Running Evaluations

Run an Evaluation

agentv eval evals/my-eval.yaml

Results are written to .agentv/results/<timestamp>.jsonl. Each line is a JSON object with one result per test case.

Each scores[] entry includes per-grader timing:

{
  "scores": [
    {
      "name": "format_structure",
      "type": "llm-grader",
      "score": 0.9,
      "verdict": "pass",
      "assertions": [
        { "text": "clear structure", "passed": true }
      ],
      "duration_ms": 9103,
      "started_at": "2026-03-09T00:05:10.123Z",
      "ended_at": "2026-03-09T00:05:19.226Z",
      "token_usage": { "input": 2711, "output": 2535 }
    }
  ]
}

The duration_ms, started_at, and ended_at fields are present on every grader result (including code-grader), enabling per-grader bottleneck analysis.

Common Options

Override Target

Run against a different target than specified in the eval file:

agentv eval --target azure-base evals/**/*.yaml

Experiment Label

Tag a pipeline run with an experiment name to track different conditions (e.g. with vs without skills):

agentv pipeline run evals/my-eval.yaml --experiment with_skills
agentv pipeline run evals/my-eval.yaml --experiment without_skills

The experiment label is written to manifest.json and propagated to each entry in index.jsonl by pipeline bench. The eval file stays the same across experiments — what changes is the environment. Dashboards can filter and compare results by experiment.

Run Specific Test

Run a single test by ID:

agentv eval --test-id case-123 evals/my-eval.yaml

Dry Run

Test the harness flow with mock responses (does not call real providers):

agentv eval --dry-run evals/my-eval.yaml

Output to Specific File

agentv eval evals/my-eval.yaml --out results/baseline.jsonl

Trace Persistence

Export execution traces (tool calls, timing, spans) to files for debugging and analysis:

By default, AgentV writes a per-run workspace with index.jsonl as the canonical manifest for result-oriented workflows. For full-fidelity span inspection, export OTLP JSON explicitly.
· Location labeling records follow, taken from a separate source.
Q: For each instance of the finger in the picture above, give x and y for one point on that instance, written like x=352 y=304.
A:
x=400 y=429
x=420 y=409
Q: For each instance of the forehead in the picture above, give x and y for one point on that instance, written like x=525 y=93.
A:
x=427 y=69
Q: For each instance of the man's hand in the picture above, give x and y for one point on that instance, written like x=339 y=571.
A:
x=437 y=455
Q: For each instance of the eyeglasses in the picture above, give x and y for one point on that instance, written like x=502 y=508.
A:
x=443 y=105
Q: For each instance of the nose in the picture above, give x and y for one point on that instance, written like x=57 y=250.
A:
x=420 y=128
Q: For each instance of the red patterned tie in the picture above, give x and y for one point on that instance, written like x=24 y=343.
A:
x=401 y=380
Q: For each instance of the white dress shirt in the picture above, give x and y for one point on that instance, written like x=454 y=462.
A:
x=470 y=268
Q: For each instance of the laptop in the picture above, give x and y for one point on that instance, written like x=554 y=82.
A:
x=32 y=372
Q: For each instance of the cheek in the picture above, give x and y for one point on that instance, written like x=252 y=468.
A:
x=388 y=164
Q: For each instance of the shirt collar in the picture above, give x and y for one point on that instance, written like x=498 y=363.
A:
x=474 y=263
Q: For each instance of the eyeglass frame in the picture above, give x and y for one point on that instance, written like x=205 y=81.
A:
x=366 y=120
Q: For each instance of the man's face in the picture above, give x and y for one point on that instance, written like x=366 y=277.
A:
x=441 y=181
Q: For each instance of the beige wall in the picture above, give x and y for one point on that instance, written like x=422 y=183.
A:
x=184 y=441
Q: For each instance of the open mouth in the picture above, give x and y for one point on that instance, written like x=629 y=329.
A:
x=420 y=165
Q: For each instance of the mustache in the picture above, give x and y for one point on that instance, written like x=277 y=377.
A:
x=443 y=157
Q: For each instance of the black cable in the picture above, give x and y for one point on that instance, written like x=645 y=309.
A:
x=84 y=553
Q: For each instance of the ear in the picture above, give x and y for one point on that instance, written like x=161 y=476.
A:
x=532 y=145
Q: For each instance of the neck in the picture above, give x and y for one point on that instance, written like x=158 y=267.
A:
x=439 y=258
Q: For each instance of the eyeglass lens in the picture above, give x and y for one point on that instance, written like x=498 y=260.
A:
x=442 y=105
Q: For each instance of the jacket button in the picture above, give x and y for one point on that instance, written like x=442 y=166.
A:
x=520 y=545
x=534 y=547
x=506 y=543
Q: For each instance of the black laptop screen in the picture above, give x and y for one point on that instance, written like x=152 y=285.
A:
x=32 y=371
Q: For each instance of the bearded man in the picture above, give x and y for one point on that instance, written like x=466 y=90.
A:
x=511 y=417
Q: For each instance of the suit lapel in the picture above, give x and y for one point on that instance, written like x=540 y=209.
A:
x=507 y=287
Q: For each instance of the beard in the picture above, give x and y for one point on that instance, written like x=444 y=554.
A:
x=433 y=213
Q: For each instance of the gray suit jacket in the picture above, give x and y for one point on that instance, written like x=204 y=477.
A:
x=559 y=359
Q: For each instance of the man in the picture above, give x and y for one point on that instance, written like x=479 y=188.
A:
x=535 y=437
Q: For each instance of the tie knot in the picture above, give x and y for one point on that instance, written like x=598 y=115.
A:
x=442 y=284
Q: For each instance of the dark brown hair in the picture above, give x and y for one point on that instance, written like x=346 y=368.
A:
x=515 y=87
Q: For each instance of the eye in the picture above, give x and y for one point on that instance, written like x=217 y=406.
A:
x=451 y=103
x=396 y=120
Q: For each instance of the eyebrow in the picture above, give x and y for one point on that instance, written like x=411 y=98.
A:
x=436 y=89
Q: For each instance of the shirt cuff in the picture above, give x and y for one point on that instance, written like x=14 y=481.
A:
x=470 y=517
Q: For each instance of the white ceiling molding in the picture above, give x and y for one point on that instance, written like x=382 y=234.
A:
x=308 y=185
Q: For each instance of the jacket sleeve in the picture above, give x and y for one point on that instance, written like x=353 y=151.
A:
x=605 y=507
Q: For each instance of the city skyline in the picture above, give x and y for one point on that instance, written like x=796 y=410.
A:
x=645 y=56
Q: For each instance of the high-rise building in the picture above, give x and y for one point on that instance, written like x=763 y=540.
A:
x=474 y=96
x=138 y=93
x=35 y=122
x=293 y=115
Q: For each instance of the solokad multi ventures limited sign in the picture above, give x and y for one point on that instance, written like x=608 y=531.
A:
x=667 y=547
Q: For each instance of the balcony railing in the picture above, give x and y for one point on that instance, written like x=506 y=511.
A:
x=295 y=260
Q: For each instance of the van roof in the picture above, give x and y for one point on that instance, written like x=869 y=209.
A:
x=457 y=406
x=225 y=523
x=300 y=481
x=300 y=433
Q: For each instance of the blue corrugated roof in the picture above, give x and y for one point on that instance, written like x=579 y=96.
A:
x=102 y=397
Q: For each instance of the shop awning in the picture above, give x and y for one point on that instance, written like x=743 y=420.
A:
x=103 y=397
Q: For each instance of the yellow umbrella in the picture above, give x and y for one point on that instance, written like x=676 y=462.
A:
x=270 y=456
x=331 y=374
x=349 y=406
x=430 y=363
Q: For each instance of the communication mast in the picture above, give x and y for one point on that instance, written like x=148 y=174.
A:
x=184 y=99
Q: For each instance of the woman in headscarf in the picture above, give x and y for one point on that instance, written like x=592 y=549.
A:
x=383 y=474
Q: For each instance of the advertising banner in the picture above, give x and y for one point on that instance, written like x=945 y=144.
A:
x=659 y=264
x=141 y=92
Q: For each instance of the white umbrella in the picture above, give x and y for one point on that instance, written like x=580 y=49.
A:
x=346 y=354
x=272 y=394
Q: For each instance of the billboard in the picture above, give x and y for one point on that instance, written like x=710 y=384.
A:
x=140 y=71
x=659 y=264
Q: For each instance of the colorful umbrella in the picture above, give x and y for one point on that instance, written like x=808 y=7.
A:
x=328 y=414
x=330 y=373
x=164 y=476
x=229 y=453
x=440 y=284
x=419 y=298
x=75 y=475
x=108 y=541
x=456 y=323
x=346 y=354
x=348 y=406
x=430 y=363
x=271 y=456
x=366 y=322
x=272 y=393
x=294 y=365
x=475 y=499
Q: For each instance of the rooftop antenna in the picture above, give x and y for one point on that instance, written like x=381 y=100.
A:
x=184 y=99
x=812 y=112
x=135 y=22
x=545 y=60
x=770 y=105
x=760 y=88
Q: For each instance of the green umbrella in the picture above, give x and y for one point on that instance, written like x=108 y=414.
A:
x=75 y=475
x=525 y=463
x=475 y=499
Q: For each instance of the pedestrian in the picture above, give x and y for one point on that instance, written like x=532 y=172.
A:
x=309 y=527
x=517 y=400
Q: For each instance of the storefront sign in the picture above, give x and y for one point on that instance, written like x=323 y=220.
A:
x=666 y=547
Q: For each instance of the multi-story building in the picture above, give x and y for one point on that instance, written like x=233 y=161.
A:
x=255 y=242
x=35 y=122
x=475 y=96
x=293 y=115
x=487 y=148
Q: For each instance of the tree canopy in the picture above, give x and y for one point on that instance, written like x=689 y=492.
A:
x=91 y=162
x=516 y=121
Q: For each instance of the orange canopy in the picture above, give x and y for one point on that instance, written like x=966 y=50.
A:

# Summary-level inspection from the run manifest
agentv trace stats .agentv/results/runs/<timestamp>/index.jsonl

# Full-fidelity OTLP JSON trace (importable by OTel backends like Jaeger, Grafana)
agentv eval evals/my-eval.yaml --otel-file traces/eval.otlp.json

# Inspect the OTLP trace export
agentv trace show traces/eval.otlp.json --tree

index.jsonl contains aggregate metrics such as score, latency, cost, token usage, and summary trace counters. --otel-file writes standard OTLP JSON that can be imported into any OpenTelemetry-compatible backend.

Live OTel Export

Stream traces directly to an observability backend during evaluation using --export-otel:

# Use a backend preset (braintrust, langfuse, confident)
agentv eval evals/my-eval.yaml --export-otel --otel-backend braintrust

# Include message content and tool I/O in spans (disabled by default for privacy)
agentv eval evals/my-eval.yaml --export-otel --otel-backend braintrust --otel-capture-content

# Group messages into turn spans for multi-turn evaluations
agentv eval evals/my-eval.yaml --export-otel --otel-backend braintrust --otel-group-turns

Braintrust

Set up your environment:

export BRAINTRUST_API_KEY=sk-...
export BRAINTRUST_PROJECT=my-project    # associates traces with a Braintrust project

Run an eval with traces sent to Braintrust:

agentv eval evals/my-eval.yaml --export-otel --otel-backend braintrust --otel-capture-content

The following environment variables control project association (at least one is required):

Variable	Format	Example
`BRAINTRUST_PROJECT`	Project name	`my-evals`
`BRAINTRUST_PROJECT_ID`	Project UUID	`proj_abc123`
`BRAINTRUST_PARENT`	Raw `x-bt-parent` header	`project_name:my-evals`

Each eval test case produces a trace with:

Root span (agentv.eval) — test ID, target, score, duration
LLM call spans (chat <model>) — model name, token usage (input/output/cached)
Tool call spans (execute_tool <name>) — tool name, arguments, results (with --otel-capture-content)
Turn spans (agentv.turn.N) — groups messages by conversation turn (with --otel-group-turns)
Evaluator events — per-grader scores attached to the root span

Langfuse

export LANGFUSE_PUBLIC_KEY=pk-...
export LANGFUSE_SECRET_KEY=sk-...
# Optional: export LANGFUSE_HOST=https://cloud.langfuse.com

agentv eval evals/my-eval.yaml --export-otel --otel-backend langfuse --otel-capture-content

Custom OTLP Endpoint

For backends not covered by presets, configure via environment variables:

export OTEL_EXPORTER_OTLP_ENDPOINT=https://your-backend/v1/traces
export OTEL_EXPORTER_OTLP_HEADERS="Authorization=Bearer token"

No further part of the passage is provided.